Вдруг он услышал с бака предостерегающий возглас:
— Камни!.. Прямо по курсу камни!..
Крылов торопливо дернул на себя ручки машинного телеграфа.
Рядом сверкнул бурун. За ним в темноте возник второй, третий. Катер тряхнуло с такой силой, что люди едва удержались на ногах.
Это была гряда камней, которая высовывала из воды хищные острые зубы и, по расчетам, должна была бы остаться далеко справа от курса.
Крылов обследовал повреждения. Хорошо еще, что камень был подводный, — катер только скользнул по нему, не пропоров днища. Гребные винты, впрочем, были повреждены. Домой катерники "догребли" кое-как, кляня северное сияние последними словами.
Никто из моряков не усомнился в том, что их увело на камни северное сияние. Со старых времен сохранилась поморская примета: "Матка (компас) дурит на назорях", то есть при северном сиянии. Ведь сполохи подобны зарницам: те возвещают о грозе, эти — о магнитной буре. Невидимое "дуновение" коснулось магнитной стрелки крыловского компаса и отклонило ее, а вслед за ней и катер в сторону от фарватера.
Не о подобных ли случаях предупреждал когда-то Грибов в училище?
"На войне и на море, — говорил он, — пейзаж перестает существовать сам по себе. Все, что совершается вокруг в природе, может повлиять на ход событий и должно обязательно учитываться навигатором…"
Но не успели еще в бригаде до конца исчерпать эту тему, на разные лады осуждая диковинные каверзы земного магнетизма, как Крылов снова потерпел аварию, и в том же районе.
Сияние на этот раз было ни при чем.

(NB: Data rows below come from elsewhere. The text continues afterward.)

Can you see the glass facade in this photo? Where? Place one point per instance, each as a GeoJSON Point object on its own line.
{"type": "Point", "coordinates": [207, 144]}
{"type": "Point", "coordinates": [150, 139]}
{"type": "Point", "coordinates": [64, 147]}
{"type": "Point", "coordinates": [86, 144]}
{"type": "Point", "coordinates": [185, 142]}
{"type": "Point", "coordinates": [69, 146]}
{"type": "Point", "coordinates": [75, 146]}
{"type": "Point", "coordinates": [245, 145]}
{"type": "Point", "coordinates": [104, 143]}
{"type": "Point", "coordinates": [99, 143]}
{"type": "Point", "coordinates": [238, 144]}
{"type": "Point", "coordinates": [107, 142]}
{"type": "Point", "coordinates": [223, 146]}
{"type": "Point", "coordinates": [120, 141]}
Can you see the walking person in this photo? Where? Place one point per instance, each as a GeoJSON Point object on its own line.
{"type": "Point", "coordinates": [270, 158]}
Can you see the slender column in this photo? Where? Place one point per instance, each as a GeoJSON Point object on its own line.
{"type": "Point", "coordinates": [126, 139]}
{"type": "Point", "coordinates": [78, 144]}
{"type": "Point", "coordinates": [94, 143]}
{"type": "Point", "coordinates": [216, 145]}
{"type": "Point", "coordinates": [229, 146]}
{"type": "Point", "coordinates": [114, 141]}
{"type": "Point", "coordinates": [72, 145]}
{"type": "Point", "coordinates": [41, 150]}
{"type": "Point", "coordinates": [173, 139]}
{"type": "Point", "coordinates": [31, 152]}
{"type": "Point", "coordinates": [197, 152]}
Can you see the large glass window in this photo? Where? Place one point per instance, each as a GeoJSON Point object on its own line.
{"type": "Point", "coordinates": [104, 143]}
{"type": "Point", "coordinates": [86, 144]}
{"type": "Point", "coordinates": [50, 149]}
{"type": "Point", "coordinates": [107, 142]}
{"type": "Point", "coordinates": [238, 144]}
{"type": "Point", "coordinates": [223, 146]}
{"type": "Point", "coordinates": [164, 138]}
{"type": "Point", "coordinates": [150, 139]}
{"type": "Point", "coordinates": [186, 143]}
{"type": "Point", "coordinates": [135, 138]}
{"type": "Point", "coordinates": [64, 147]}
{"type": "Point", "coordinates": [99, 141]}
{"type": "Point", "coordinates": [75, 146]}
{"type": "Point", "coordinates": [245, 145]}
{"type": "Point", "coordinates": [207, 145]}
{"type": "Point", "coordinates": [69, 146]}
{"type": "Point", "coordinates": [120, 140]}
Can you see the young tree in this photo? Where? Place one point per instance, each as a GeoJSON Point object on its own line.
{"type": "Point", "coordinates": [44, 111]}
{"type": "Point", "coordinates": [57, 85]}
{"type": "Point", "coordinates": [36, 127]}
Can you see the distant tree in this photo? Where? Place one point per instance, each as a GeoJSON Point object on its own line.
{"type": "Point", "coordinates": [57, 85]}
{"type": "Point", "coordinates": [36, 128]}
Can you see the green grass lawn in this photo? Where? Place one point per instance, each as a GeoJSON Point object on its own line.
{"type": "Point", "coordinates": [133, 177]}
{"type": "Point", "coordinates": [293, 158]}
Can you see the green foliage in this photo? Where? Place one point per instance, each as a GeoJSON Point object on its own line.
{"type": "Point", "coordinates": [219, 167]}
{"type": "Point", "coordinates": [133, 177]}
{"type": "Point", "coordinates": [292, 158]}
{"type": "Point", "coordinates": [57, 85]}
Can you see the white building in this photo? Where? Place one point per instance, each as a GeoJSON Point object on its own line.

Не было никаких электромагнитных эффектов на небе. День был самый обыкновенный, серенький. И все же чудом каким-то Крылов очутился вплотную у того же проклятого мыса, хотя считал себя совсем в другом месте.
Авария, тем более повторная, является случаем из ряда вон. Вдобавок, виновником аварии оказался опытный морской офицер, служивший до недавнего времени образцом для остальных. Комбриг рассудил правильно: "Кому много дано, с того много и спросится". А Крылову было много дано: от таланта до орденов. И спрошено с него было поэтому полной мерой: комбриг отрешил его от должности впредь до выяснения обстоятельств дела…
Сбивчивый, хоть и живописный пересказ событий не удовлетворил профессора.
— Что-то вы путаете, товарищи, — придирчиво сказал он. — Или недоговариваете… Само собой, по незнанию. Слишком уж просто все. Схема событий! Думается мне, что-нибудь важное, хоть и не очень приметное, упустили из виду. Знаете, как в детских загадочных картинках: "Где заяц?" А заяц — за спиной у охотника в ягдташе или у самых его ног в кустах… Так и тут! Все не так просто, как кажется с первого взгляда. Далеко не просто, нет…
Североморцы поднялись и стали откланиваться. Профессор довольно рассеянно и даже не очень вежливо пожал им руки. Потом, затворив за гостями дверь, снова зашагал, почти забегал по комнате из угла в угол. Чрезвычайное происшествие за Полярным кругом, как ни верти, оставалось для него неясным. Слишком мало было фактов. Да и что это были за факты?…
Наконец он присел к письменному столу. Махнув рукой на старые обиды, Грибов решился написать Крылову первый.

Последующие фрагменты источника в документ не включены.